Last edited: Jun 22, 2008
7. Jun 22, 2008

### Staff: Mentor

OK.

OK, you imagine a rigid rod in the S' frame of length L' that extends from x' = 0 to x' = x'1. And then you define L as the distance x1 in frame S (I assume that x1 coincides with x'1 when the light reaches x'1). Thus L is the path length that the light travels as measured in frame S. Note that L is not the length of the rigid rod (L') as measured in frame S.

Please don't attribute this "argument" to Einstein.

Don't confuse these equations, which seem to be partly lifted from the classical analysis of the M-M experiment, with a proper analysis of your thought experiment--which has little to do with the M-M experiment.

To properly describe your thought experiment, you'll have to correct these equations.

Your first equation t'1 = L/(c - v), should be replaced by t'1 = D'(c + v), where D' is the length of a rigid rod of length L in frame S as measured in frame S'. (D' does not equal L'.)

Perhaps you meant to view things from frame S, in which case your first equation should be:
t1 = E/(c - v), where E is the length of the rigid rod L' as measured in frame S. (E does not equal L.)

I see no point in continuing until you correct these errors.

8. Jun 22, 2008

### arbol

There is no science here.

This science and mathematics is not right.

For what purpose you say that, not only the two perpendicular paths of light are equal, but that they execute the two equal paths at the same time, and then say that the times the ray of lights takes to execute these two equal paths ought not to be equal?

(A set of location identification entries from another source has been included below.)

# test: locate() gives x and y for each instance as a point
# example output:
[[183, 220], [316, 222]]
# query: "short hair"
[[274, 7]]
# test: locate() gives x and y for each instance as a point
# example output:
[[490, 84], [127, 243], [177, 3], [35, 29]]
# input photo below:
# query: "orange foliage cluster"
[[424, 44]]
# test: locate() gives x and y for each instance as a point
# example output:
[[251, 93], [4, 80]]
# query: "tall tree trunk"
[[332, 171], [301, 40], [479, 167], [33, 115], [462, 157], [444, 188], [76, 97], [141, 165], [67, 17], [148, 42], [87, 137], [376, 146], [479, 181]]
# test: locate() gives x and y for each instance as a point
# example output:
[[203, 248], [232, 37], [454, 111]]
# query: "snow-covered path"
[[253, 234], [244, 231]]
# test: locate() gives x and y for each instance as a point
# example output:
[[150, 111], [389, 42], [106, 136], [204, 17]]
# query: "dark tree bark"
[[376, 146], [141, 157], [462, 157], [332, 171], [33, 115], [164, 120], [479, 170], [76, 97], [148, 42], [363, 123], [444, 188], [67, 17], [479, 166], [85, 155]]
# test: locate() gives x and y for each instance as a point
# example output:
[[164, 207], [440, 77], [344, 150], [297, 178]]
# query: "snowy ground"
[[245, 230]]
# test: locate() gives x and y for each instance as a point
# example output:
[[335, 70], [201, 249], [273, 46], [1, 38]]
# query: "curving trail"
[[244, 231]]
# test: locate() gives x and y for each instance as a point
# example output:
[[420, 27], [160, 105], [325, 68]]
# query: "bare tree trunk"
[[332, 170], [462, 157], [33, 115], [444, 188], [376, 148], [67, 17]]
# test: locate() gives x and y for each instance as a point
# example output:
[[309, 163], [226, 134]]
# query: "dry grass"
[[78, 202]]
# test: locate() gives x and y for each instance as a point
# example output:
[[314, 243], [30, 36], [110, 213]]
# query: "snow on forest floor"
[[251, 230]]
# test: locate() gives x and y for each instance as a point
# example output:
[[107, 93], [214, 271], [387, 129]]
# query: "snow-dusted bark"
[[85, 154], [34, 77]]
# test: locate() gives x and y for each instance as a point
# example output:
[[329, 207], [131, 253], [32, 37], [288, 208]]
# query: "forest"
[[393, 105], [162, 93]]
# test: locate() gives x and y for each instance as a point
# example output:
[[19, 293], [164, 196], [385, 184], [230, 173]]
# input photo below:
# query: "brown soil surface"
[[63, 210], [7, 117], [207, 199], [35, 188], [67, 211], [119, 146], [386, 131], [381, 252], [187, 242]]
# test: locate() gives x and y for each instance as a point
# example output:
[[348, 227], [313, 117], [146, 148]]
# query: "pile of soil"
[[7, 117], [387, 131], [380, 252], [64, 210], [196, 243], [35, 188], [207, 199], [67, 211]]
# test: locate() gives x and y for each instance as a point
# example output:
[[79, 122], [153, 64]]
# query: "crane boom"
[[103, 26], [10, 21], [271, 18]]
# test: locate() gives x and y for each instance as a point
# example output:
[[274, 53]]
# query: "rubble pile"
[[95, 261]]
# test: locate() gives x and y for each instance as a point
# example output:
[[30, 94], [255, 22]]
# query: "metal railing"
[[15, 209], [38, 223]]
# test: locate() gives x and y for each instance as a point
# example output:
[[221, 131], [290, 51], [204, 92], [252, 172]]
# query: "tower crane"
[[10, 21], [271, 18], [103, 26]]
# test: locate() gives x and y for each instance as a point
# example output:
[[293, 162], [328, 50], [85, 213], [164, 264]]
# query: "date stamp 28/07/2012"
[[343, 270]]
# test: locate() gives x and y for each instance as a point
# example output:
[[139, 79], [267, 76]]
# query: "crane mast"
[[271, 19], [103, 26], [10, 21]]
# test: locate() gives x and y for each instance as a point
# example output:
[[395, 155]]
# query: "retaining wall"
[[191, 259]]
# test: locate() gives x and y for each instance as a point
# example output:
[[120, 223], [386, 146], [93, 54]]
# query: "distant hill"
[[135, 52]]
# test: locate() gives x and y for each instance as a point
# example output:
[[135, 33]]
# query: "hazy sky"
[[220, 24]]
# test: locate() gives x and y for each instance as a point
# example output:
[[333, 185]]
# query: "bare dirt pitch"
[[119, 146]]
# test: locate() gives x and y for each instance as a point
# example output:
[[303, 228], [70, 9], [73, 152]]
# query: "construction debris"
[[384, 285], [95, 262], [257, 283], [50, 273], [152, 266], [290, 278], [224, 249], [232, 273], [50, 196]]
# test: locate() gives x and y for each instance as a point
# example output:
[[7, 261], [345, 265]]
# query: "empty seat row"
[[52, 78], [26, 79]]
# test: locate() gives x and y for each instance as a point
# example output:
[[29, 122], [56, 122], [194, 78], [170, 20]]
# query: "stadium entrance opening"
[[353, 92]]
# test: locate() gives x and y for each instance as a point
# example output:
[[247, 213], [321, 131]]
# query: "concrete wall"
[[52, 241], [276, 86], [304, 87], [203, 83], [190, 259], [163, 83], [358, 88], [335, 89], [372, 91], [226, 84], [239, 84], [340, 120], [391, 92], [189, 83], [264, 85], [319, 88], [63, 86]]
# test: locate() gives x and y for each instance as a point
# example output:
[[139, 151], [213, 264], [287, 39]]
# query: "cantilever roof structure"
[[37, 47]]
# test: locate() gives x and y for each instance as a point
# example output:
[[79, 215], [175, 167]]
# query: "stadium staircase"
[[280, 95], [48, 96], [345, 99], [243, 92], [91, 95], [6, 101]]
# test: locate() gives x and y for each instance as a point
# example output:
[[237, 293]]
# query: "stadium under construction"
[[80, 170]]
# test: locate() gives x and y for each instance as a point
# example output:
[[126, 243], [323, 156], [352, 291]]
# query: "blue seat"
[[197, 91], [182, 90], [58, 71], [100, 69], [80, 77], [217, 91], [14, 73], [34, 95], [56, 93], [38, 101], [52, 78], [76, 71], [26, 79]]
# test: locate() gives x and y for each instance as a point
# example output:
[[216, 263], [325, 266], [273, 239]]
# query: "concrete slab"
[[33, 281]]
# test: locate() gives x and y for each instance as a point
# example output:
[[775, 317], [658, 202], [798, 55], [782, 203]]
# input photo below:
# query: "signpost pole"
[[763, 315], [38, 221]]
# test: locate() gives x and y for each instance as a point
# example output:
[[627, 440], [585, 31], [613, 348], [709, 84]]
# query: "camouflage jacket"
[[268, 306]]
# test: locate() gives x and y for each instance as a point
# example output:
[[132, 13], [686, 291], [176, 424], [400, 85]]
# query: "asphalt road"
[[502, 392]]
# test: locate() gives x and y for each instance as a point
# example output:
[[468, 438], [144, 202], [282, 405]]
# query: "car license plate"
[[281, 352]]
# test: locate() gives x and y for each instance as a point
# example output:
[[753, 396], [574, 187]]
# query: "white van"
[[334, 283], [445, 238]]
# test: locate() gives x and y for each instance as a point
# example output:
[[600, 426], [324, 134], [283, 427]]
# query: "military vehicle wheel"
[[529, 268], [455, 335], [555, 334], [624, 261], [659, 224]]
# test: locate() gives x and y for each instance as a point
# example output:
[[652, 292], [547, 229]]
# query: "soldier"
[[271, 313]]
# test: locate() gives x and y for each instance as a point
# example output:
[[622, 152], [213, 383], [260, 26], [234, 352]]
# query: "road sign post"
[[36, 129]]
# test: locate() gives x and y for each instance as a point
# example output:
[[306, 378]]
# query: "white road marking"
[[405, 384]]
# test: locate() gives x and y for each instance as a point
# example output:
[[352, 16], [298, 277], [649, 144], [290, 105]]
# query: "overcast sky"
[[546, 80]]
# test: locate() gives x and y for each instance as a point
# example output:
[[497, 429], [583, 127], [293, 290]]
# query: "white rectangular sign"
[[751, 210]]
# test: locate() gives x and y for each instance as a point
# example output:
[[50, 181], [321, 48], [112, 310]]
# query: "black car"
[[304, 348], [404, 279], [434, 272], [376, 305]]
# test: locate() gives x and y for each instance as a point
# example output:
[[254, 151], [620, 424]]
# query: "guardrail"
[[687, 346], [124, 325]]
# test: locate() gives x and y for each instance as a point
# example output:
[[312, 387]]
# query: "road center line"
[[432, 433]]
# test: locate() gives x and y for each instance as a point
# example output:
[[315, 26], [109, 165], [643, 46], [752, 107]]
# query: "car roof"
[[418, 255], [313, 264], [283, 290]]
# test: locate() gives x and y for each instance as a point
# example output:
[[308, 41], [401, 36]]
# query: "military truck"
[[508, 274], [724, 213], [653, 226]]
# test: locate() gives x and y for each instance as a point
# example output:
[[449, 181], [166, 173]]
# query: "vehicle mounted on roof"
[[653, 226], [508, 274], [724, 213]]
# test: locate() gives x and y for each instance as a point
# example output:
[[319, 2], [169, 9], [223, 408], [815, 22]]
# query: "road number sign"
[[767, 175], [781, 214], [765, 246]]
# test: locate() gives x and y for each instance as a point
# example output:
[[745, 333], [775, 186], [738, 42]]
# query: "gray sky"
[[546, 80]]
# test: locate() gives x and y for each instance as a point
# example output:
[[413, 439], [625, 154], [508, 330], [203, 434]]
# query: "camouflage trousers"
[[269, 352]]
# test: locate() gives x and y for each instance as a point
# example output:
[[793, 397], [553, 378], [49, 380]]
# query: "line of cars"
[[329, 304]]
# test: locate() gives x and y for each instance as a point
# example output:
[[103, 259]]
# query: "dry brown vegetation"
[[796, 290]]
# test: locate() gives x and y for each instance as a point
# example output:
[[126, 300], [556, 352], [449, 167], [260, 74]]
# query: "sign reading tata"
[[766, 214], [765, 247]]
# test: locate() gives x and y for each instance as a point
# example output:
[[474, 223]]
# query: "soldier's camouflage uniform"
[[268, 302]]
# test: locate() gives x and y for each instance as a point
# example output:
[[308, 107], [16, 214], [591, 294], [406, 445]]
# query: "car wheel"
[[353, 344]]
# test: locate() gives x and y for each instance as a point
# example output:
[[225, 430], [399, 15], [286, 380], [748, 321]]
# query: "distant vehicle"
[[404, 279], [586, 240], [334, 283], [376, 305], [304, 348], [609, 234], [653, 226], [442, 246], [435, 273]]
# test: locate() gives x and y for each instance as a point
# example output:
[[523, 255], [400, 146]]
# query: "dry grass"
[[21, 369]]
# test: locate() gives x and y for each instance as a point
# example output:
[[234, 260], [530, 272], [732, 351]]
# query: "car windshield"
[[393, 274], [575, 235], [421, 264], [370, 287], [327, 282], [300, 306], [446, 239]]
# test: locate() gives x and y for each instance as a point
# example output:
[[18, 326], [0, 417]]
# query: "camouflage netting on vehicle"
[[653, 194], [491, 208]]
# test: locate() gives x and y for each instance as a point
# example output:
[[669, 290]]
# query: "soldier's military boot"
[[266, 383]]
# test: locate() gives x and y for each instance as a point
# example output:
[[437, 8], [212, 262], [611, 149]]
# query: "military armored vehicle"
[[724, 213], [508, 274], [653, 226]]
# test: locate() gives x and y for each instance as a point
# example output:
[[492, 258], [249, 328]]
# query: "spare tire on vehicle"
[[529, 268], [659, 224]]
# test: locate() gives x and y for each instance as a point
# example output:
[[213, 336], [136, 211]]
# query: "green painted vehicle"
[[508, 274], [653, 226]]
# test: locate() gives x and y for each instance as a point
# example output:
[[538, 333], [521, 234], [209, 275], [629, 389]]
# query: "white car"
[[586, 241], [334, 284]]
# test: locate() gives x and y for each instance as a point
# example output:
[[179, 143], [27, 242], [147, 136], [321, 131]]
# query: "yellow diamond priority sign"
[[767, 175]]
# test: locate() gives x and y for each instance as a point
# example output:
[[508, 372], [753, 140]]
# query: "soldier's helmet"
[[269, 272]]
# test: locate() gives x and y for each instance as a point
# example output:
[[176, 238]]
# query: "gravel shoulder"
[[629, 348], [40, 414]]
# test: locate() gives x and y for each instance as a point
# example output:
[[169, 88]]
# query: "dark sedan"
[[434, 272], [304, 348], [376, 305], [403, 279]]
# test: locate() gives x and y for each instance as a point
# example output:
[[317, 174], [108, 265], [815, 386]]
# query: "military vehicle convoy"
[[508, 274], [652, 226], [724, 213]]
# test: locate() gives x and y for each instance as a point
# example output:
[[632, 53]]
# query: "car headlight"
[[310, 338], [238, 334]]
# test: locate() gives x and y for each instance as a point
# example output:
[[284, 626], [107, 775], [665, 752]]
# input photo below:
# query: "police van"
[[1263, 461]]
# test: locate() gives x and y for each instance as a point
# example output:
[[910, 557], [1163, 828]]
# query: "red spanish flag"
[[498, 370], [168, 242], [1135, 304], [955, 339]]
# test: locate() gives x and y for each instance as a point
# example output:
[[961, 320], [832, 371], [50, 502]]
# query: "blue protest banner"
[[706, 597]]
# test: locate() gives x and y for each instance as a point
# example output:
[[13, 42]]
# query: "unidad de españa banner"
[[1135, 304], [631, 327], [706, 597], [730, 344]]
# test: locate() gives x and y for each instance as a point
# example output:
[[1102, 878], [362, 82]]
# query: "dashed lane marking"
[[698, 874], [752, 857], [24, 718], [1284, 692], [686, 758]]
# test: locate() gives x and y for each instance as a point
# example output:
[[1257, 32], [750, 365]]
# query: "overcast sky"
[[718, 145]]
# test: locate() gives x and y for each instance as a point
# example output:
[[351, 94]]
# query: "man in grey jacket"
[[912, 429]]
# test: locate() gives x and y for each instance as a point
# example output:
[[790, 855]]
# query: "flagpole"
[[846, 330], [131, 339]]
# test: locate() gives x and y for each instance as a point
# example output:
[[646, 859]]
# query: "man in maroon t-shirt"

For what purpose you are confusing?

I drew on a piece of paper a right angle with the two adjacent sides equal. Then I asked my daughter of 6 years old the following:

You see this figure? The distance from this point to this point to the right is the same as the distance from this point to this point up.

Suppose a ray of light moves from this point to this one to the right and bounces back to this point again at the same time a ray of light moves from this same point to this one up and bounces back to this one again. What would you say about the time the two ray of lights takes to do this at the same time?

She said, "Mommy I don't want to eat that" (her mother was serving breakfast). And her mother said, "Don't ask her those questions. That doesn't make any sense."

I later asked my son of 14 years old the same question, and he said, "It's the same." I asked, "What is the same'? He said, "The time. You just said that the lights do that at the same time." Then I turn the paper, and asked him again, "And now, what would you say about the time the light would take to do that?" He said, "It's still the same." I asked, "Why?" He said, "Because is the same from here to here and from here to here." Then I turned the paper even more. I asked the same question again. He said, "From here to here now looks shorter than from here to here."

He was referring to the adjacent side that originally from his point of view was directed upward. Nevertheless this is only an optical illusion.

Just before sending this message to pf, my wife said to me, "You are waging psychological war against those people."

9. Jun 22, 2008

### MeJennifer

Arbol is the point of your postings to challenge the theory of relativity? If so, you are wasting your time, this forum is to discuss and improve understanding of the theory not a platform to challenge it.